I am not familiar with this astro framework they used. But having built some sites using Pure HTML/JS back in the day, React, Angular, Vue, Rails ERB, Rails Hotwire, and HTMX. I think HTML first websites are absolutely the way to go. Rails Hotwire with View Components makes rails sites super fast, faster to develop and easy to re-use components. HTMX more generally, but Ive used it with Spring boot and Thymeleaf. I really don't want to go back to SPAs. Development time is less and the website performance is better, and I haven't really seen any regressions in capability. With HTMX and some url parameters, I can make a pure HTML site that seems like a Single Page Application but without the excessive loading times.

  • xavortm 55 minutes ago

    I first tested Astro on my site and never went back. Now every new project defaults to Astro and I have to have a reason not to use it. So far no reasons. It's simple, fast and it kinda fits my desire to keep things minimal. For example, yes, page content matters, but all but one page on my site is under 10kb, most hovering in the 3-4kb range (100% of the downloadable content)

Shellban 25 minutes ago

I like JavaScript-light websites just as much as anyone (my own website works on the same principle). However, I do wonder how much of the increased traffic has to do with AI agents that now have an easier time working with the more standard web forms. My own contact form had a bunch of bots quoting Scorpion lyrics before I added a rate limiter.

sethammons 1 hour ago

> When we launched, the number of people completing the form doubled. The analytics people didn’t even know where these users were coming from. Of course, your javascript-based analytics package doesn’t see the users you are bouncing because of javascript failures.
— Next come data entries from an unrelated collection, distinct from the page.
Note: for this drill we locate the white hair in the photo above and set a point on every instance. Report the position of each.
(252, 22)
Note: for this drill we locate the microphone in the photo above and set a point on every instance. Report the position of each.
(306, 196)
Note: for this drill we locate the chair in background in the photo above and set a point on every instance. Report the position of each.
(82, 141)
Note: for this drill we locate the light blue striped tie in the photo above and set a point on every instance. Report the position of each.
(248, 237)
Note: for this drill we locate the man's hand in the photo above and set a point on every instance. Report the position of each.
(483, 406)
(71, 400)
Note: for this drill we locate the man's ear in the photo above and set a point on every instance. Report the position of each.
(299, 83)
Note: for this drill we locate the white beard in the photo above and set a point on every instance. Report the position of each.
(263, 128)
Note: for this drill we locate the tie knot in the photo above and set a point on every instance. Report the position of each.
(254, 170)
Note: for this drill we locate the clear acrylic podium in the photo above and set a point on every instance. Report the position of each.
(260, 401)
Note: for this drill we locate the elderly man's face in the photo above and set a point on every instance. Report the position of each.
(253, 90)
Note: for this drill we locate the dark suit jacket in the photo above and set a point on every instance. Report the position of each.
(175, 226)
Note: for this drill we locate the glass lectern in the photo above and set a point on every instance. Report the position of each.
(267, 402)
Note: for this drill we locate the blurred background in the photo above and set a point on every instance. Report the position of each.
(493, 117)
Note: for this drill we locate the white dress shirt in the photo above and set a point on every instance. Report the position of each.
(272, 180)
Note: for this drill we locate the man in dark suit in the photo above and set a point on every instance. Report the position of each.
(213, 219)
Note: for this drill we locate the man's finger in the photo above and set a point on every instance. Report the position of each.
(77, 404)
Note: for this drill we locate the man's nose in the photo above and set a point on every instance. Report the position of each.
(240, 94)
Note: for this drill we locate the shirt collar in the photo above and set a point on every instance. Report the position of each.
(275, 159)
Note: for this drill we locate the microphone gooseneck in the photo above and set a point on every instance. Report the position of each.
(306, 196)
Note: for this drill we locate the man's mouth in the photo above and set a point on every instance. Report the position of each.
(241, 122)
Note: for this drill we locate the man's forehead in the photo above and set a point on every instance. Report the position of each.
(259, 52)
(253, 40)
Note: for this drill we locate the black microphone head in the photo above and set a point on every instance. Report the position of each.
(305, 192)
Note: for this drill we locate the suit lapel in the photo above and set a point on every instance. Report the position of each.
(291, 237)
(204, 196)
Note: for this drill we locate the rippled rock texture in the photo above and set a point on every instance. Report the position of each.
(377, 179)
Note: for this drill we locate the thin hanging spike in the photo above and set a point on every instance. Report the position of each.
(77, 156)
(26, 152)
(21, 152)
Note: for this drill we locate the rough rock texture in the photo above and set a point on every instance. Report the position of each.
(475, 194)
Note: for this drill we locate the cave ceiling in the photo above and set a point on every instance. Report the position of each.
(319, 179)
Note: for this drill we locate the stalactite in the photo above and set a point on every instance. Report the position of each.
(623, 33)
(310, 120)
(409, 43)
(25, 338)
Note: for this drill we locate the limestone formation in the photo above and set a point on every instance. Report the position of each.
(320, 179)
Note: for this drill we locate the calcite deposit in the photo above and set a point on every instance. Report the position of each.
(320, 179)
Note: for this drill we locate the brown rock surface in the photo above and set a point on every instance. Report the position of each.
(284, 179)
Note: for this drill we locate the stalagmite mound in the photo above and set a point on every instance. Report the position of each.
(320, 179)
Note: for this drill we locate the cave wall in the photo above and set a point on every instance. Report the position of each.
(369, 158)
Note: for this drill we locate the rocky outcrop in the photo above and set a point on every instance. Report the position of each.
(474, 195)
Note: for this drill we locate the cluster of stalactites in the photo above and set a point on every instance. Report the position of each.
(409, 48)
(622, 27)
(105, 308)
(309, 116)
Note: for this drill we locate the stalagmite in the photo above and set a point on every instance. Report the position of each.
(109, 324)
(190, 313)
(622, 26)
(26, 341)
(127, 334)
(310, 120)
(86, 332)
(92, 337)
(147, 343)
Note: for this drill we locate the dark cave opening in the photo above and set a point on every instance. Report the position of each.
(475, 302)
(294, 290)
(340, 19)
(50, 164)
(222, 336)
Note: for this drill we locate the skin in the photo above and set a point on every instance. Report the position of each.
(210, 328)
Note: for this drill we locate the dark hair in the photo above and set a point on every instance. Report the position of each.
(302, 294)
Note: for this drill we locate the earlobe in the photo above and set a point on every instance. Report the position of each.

Yeah, reminds me of the b52 story re holes in wings on the planes that made it back from missions, leading them down the wrong path of strengthening wings. They weren't looking at the planes that never came back with holes in the fuel silages.

jrochkind1 1 hour ago

> this was a regulated monopoly, and if their customer satisfaction dropped below 96% (if I remember correctly) it could result in millions of pounds in fines.

OK, I'm still at the beginning and irrelevant to the article, but as a USA-ian, I am so jealous about that. Unheard of here.

  • Quarrel 1 hour ago

    I moved to the UK in 2016.

    The public sector, simple, no frills, accessible, no flashy graphics, websites were a massive eye-opener.

    They just worked. They had a job. They did it. I wasn't going to buy more from them because of it, and they didn't care. It was great.

    I've heard that recently they've dismantled the centralised team that wrote all the rules, enforced it, and started moving to decentralised hosting, but so far the whole still seems to hold to together really well. I think, I hope, they have embedded the expectation that the local council, the tax office, your visa status, etc, should just be utilitarian in nature, and work for everyone.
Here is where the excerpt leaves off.